I grumble.
“Right. But my point is that it’s going to be another nice summer night. We could sit outside somewhere, have a beer and some food. There’s a noodle shop in Montpelier that’s barking my name. It’s been a while since I had cold sesame noodles and crispy duck.”
That does sound delicious. But I have so many questions. “Do you mean… like a date?”
“Absolutely,” he says.
“But we’re not dating,” I point out. “I’m not dating anyone right now.”
He shrugs. “I’ll let you sort out your own semantic arguments. But I’d like to take you out for dinner. What have you got to lose, anyway?”
“Besides more of my dignity?”
He laughs. “You know, it kills me that I can’t remember meeting you the first time. Were we super polite to each other? Or was it just as snarky?”
“Snarky from minute one,” I admit. “You were nice to me, but I couldn’t figure out how sincere it really was.”
He looks over to me again, and his expression is filled with so much warmth that I’m taken aback. “I was sincere,” he says, before turning back to watch the road. “Not that I remember it. But I just have a feeling.”
My heart thumps like a bunny rabbit’s. But then you stood me up. I keep that detail to myself. My dignity is in enough jeopardy already. And it’s not like he can explain himself. He doesn’t even remember meeting me.
I don’t have room in my life for warm glances and dinner invitations. Rickie is very distracting. And I cannot let myself get distracted.
“So?” he asks. “Dinner? It will be like an hour-long vacation. Have some noodles with me, Shipley. It won’t hurt. I swear.”
“Maybe,” I say. “I’ll text my mom and see what she’s planning. If she has big plans for dinner, I wouldn’t want to bail on her.”
“Fair enough,” he says. “Ask her, then.”
Fine. Whatever. I pull out my phone and send a message to Mom.
But she hasn’t answered by the time we finish our first two deliveries in Burlington. That’s not unusual.

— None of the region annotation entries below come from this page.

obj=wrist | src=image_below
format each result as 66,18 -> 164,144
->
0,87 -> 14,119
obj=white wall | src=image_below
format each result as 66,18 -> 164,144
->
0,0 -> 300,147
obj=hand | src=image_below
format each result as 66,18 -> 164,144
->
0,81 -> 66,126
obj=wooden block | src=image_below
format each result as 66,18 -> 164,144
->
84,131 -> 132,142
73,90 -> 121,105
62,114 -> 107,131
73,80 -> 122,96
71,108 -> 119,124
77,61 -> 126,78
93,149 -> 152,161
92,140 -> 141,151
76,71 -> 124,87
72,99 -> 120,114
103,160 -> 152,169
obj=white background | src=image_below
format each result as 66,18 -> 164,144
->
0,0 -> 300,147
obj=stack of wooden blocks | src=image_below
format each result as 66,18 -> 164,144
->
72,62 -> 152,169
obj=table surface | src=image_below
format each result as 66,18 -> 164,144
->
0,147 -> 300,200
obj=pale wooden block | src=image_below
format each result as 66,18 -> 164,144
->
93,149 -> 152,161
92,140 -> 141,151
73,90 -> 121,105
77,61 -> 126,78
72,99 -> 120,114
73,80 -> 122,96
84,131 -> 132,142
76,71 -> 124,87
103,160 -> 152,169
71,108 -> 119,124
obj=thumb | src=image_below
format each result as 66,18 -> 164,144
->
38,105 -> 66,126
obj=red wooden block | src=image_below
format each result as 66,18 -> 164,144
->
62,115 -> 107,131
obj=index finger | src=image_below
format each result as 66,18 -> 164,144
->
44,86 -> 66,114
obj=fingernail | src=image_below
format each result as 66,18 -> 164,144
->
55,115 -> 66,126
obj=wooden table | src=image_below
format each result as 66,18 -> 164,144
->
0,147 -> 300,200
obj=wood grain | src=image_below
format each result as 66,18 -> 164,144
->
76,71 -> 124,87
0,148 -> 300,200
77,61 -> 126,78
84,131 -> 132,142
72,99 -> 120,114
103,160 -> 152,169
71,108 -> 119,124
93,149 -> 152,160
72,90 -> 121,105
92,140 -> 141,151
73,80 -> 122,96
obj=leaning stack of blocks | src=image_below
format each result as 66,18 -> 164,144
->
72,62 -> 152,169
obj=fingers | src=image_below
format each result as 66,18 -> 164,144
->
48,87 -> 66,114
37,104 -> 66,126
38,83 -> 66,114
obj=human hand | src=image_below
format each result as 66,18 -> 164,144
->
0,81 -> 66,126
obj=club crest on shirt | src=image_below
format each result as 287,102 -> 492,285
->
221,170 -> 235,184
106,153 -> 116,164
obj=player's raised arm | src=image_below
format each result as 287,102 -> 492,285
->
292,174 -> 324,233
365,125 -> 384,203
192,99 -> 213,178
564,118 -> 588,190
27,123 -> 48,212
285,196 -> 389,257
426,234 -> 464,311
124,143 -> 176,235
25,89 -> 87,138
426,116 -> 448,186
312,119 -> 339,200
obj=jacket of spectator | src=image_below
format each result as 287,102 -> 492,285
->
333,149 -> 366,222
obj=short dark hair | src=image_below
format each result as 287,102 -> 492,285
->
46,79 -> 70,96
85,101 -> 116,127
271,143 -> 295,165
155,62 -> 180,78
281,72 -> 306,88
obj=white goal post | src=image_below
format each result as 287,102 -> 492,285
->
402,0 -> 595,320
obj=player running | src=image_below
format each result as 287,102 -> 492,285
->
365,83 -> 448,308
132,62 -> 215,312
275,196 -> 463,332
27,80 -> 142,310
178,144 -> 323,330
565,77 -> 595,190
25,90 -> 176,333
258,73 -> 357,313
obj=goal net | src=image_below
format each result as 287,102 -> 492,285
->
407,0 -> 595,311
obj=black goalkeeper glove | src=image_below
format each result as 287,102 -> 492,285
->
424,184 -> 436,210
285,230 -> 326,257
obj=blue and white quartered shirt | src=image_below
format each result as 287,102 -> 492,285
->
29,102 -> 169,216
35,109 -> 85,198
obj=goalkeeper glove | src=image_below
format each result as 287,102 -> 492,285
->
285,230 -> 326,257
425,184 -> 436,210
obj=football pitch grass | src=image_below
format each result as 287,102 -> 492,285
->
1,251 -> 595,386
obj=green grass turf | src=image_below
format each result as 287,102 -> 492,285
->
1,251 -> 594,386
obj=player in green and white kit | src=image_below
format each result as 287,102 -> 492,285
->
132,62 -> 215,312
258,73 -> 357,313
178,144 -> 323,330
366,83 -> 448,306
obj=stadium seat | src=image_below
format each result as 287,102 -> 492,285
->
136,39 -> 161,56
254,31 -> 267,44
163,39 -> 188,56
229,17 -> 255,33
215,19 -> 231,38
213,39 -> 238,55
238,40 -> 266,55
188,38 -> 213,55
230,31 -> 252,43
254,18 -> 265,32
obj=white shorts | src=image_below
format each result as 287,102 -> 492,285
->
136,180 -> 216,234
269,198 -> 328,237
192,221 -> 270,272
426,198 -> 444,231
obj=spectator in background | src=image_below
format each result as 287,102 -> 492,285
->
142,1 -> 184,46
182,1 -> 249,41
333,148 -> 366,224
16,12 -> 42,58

She’s a busy lady.
“Oh well,” I say, feeling relieved. “Maybe we should have given her more notice.”
“Maybe,” he says as he pulls into a parking spot near the School of Public Health. “Why don’t you give me your number and I’ll text you to check in later.” He pulls out his phone and looks at me expectantly.

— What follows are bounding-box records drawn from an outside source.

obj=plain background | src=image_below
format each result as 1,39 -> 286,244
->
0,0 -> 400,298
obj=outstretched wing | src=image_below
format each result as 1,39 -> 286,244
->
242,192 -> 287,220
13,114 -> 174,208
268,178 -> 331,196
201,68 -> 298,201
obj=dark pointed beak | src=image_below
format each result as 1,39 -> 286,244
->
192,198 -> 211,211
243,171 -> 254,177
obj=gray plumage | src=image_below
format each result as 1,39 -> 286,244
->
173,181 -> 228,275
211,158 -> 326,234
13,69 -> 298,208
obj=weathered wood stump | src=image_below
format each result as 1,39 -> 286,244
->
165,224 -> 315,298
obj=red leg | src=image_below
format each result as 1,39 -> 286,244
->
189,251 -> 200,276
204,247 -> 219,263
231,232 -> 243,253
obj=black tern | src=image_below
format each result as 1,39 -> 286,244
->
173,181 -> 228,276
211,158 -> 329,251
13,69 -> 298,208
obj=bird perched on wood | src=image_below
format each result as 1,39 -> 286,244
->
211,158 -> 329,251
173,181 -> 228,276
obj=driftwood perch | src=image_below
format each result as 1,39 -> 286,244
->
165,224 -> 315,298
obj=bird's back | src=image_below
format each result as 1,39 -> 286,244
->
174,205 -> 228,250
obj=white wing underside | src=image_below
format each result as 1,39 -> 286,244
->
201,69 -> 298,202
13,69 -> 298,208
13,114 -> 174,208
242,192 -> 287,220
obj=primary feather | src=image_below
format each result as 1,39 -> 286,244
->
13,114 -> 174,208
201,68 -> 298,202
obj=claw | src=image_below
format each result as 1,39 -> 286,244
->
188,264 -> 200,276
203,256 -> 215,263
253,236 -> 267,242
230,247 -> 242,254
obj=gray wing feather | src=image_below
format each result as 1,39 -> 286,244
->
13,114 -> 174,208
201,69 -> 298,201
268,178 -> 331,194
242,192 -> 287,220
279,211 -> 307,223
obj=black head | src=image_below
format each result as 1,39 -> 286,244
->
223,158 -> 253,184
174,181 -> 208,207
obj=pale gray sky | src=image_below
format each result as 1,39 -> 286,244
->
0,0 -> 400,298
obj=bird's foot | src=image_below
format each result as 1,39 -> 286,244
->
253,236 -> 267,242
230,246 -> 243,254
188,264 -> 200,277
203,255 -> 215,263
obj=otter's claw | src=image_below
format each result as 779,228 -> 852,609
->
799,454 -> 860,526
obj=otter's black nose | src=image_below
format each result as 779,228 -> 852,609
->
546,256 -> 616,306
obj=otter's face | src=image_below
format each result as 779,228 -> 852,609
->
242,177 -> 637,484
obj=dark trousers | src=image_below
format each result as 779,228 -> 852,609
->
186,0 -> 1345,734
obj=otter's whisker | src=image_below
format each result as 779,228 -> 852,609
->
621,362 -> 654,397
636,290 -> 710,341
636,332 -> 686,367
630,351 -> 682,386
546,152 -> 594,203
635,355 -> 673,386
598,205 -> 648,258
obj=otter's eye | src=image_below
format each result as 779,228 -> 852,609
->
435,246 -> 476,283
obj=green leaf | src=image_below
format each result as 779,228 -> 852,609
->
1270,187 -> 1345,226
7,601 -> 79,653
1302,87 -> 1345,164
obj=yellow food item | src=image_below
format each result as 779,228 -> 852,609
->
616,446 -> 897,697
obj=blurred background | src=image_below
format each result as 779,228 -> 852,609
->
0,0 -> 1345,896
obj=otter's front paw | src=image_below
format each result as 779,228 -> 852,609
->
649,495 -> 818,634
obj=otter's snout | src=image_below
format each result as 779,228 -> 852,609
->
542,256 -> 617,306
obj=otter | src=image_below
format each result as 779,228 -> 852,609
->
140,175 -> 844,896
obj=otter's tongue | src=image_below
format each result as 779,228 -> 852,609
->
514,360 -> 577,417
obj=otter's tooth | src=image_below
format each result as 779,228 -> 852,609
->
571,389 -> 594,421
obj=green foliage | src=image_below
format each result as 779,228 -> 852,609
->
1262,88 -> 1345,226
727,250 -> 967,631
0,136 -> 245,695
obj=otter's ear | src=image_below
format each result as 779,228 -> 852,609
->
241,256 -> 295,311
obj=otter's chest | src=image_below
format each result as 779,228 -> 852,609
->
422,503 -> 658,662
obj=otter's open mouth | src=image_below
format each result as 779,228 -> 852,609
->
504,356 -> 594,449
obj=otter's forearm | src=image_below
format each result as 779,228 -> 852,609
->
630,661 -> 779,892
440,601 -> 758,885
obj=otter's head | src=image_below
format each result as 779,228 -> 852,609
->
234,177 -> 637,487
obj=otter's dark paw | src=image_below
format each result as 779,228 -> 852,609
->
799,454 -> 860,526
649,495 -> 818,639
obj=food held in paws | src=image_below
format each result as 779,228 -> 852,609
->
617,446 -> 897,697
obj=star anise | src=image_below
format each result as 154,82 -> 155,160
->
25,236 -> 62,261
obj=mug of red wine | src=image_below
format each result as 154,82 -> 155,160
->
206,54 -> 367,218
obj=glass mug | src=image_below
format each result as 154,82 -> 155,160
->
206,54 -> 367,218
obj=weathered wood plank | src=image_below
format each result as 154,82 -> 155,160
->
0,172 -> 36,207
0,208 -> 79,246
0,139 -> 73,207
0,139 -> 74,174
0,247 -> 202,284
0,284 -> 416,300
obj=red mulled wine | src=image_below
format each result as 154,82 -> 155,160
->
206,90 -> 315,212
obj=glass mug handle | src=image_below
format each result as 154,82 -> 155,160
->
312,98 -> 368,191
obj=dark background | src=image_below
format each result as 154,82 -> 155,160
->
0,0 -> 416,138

“It’s…” I pause, because it’s just occurring to me that we’ve texted before. Shit.
“It’s what?” He’s waiting.
“I think I have your number already. I’ll check. And I’ve got to run.” I grab Audrey’s pastry box, leaving Rickie’s pastry behind in its own bag. Then I open the truck’s door and hop out.
“Wait, really?”
“Really.”
And now he’ll realize he can look for those old texts. And he’ll know that he stood me up, and that I failed to mention it, because I was embarrassed about that too.
Lovely. That’s the problem with secrets. They never stay buried.

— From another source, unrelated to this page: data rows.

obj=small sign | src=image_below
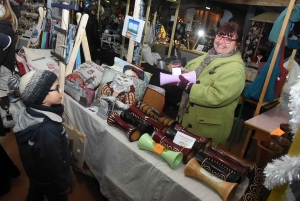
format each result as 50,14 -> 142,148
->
172,68 -> 181,75
153,143 -> 165,154
173,131 -> 196,149
270,128 -> 284,136
196,45 -> 204,52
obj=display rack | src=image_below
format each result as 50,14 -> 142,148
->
101,33 -> 116,48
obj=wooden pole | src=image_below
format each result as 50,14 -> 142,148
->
97,0 -> 101,22
59,9 -> 70,104
121,0 -> 130,59
253,23 -> 266,57
168,0 -> 180,58
137,0 -> 152,66
127,0 -> 141,63
254,0 -> 296,116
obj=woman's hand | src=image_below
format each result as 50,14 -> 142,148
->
60,188 -> 71,195
177,75 -> 196,93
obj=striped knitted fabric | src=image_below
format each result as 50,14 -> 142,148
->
20,70 -> 57,105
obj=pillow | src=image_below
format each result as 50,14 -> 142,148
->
73,61 -> 104,89
23,47 -> 52,61
26,56 -> 59,75
94,68 -> 147,105
123,65 -> 144,80
65,61 -> 104,106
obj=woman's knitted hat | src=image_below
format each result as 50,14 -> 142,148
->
19,70 -> 57,105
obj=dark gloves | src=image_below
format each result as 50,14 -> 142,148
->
177,75 -> 200,93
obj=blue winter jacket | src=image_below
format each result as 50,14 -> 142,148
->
13,107 -> 72,192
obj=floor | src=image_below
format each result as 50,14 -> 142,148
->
0,118 -> 256,201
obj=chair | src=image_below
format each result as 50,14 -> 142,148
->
227,95 -> 245,151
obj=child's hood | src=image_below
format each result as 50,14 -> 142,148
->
13,107 -> 62,141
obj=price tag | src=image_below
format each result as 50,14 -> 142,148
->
270,128 -> 284,136
153,143 -> 165,154
173,131 -> 196,148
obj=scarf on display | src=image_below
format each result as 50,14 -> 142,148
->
177,48 -> 238,121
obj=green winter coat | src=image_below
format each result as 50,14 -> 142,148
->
182,52 -> 245,146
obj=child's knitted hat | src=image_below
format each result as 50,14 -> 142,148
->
19,70 -> 57,105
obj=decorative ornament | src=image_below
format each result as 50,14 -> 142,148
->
256,54 -> 263,64
264,75 -> 300,201
264,155 -> 300,190
289,75 -> 300,136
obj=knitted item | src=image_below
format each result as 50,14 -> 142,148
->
19,70 -> 57,105
0,33 -> 11,49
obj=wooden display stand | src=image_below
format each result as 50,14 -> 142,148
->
51,3 -> 91,100
51,4 -> 91,169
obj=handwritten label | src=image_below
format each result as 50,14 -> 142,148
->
173,131 -> 196,149
153,143 -> 165,154
200,168 -> 223,183
270,128 -> 284,136
172,68 -> 181,75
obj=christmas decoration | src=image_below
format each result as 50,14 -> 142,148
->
289,76 -> 300,136
132,0 -> 145,65
264,72 -> 300,201
264,155 -> 300,189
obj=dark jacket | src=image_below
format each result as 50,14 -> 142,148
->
0,33 -> 10,48
13,107 -> 72,192
86,14 -> 100,61
0,20 -> 16,72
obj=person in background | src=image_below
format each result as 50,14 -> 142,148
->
0,0 -> 18,72
0,0 -> 20,197
86,6 -> 100,62
13,70 -> 75,201
177,22 -> 245,146
0,33 -> 11,51
0,144 -> 21,197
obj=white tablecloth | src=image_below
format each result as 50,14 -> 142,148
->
64,94 -> 248,201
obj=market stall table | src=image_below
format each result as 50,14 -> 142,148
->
240,105 -> 291,158
64,94 -> 248,201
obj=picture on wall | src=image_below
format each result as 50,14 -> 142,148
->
122,15 -> 145,43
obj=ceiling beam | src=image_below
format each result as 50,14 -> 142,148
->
211,0 -> 300,7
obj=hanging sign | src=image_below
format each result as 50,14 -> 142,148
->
122,15 -> 145,43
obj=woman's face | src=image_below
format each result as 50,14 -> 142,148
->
214,34 -> 239,54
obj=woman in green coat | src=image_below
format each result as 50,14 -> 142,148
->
177,22 -> 245,146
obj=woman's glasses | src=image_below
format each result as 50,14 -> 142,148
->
216,34 -> 237,44
49,85 -> 60,92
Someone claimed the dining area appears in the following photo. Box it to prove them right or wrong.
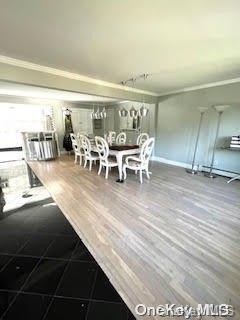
[70,131,155,184]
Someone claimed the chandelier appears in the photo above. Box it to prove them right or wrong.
[90,107,107,119]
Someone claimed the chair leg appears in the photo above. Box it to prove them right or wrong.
[146,168,150,179]
[105,166,109,179]
[89,160,92,171]
[123,166,127,180]
[98,163,102,175]
[139,169,142,183]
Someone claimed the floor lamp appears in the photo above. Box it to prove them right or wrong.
[186,107,208,174]
[204,105,230,178]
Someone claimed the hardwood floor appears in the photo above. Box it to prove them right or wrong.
[29,156,240,319]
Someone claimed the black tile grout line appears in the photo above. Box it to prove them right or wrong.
[1,236,54,319]
[1,230,79,238]
[0,251,99,264]
[0,232,33,272]
[85,269,98,320]
[42,239,81,320]
[0,289,131,306]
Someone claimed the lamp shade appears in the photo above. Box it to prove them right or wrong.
[198,107,208,113]
[129,106,138,118]
[139,105,148,117]
[118,108,128,117]
[213,104,230,112]
[100,107,107,119]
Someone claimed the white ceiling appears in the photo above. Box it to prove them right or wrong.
[0,81,118,103]
[0,0,240,94]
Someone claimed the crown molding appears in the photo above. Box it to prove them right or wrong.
[158,78,240,97]
[0,55,158,97]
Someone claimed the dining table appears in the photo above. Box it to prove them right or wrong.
[92,144,140,183]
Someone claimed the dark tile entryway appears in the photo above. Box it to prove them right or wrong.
[0,201,134,320]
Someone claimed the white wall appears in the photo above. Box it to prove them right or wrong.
[156,84,240,176]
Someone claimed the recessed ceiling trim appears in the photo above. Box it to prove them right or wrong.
[158,78,240,97]
[0,55,158,97]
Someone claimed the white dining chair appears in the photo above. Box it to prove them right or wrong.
[107,131,116,146]
[70,133,81,163]
[137,133,149,147]
[123,138,155,183]
[116,132,127,144]
[82,136,99,171]
[77,133,85,165]
[95,136,118,179]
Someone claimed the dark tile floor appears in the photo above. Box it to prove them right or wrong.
[0,201,135,320]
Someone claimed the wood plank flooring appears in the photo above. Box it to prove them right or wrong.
[29,156,240,319]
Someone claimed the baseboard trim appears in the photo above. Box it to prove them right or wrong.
[152,156,237,178]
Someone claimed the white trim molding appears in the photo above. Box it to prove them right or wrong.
[158,78,240,97]
[0,55,158,97]
[151,156,236,178]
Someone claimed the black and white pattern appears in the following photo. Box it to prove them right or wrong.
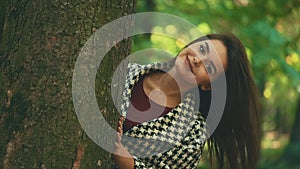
[121,63,207,169]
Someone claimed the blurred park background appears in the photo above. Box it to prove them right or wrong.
[0,0,300,169]
[132,0,300,169]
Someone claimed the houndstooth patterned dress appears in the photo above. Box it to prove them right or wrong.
[121,63,207,169]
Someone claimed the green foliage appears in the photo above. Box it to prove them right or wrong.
[133,0,300,168]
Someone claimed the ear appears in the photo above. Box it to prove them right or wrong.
[201,84,211,91]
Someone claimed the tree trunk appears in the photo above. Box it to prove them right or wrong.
[0,0,136,169]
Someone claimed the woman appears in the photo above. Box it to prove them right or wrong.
[114,34,260,169]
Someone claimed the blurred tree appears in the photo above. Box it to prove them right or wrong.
[0,0,136,169]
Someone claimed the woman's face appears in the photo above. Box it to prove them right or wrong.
[175,40,227,85]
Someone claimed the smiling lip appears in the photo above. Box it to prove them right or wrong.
[185,55,194,73]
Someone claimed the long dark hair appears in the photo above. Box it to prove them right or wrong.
[190,33,261,169]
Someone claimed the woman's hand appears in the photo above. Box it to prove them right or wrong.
[113,117,134,169]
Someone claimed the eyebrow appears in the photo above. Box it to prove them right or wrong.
[204,42,209,53]
[210,61,217,72]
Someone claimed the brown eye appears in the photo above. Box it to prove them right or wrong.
[199,45,206,55]
[205,65,212,74]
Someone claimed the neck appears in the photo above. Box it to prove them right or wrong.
[147,67,196,97]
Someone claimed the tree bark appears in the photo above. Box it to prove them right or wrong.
[0,0,136,169]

“See you at five,” I say. And then I run for it.
Fifteen
Rickie
Daphne hustles away from the truck, and I gather my things and cross the campus in the other direction. Outside the lecture hall, I take out the savory croissant that Audrey made for me and eat it slowly.
I guess it makes sense that Daphne and I corresponded before. If you’re doing a ride share with someone, you’d do that.
I’m just so tired of the big gap in my memory. I don’t even know what I don’t know. It’s exhausting.
After finishing my excellent pastry, I sit in the last row of the lecture hall and pull out my phone. While the professor talks, I search my phone for 802 numbers. There are a bunch of them. There aren’t any Daphnes. And the only Shipley is Dylan.
But eventually I find one for a “SHark,” which must stand for some blend of Shipley and Harkness. Who knows what nineteen-year-old me was thinking?
When I open it up, I find a conversation from fall of three years ago. It begins with a boring conversation about where to pick her up—at a gate on Elm Street. Then we negotiate a meetup spot for the ride home. It’s at the same exit as the ice cream place. Just like she’d said.
A chill snakes down my spine, even though I’m reading the dullest exchange of text messages ever written. It’s just that I know I’m the guy who wrote this. But I don’t remember, so it feels like someone else did it. My double. My evil twin.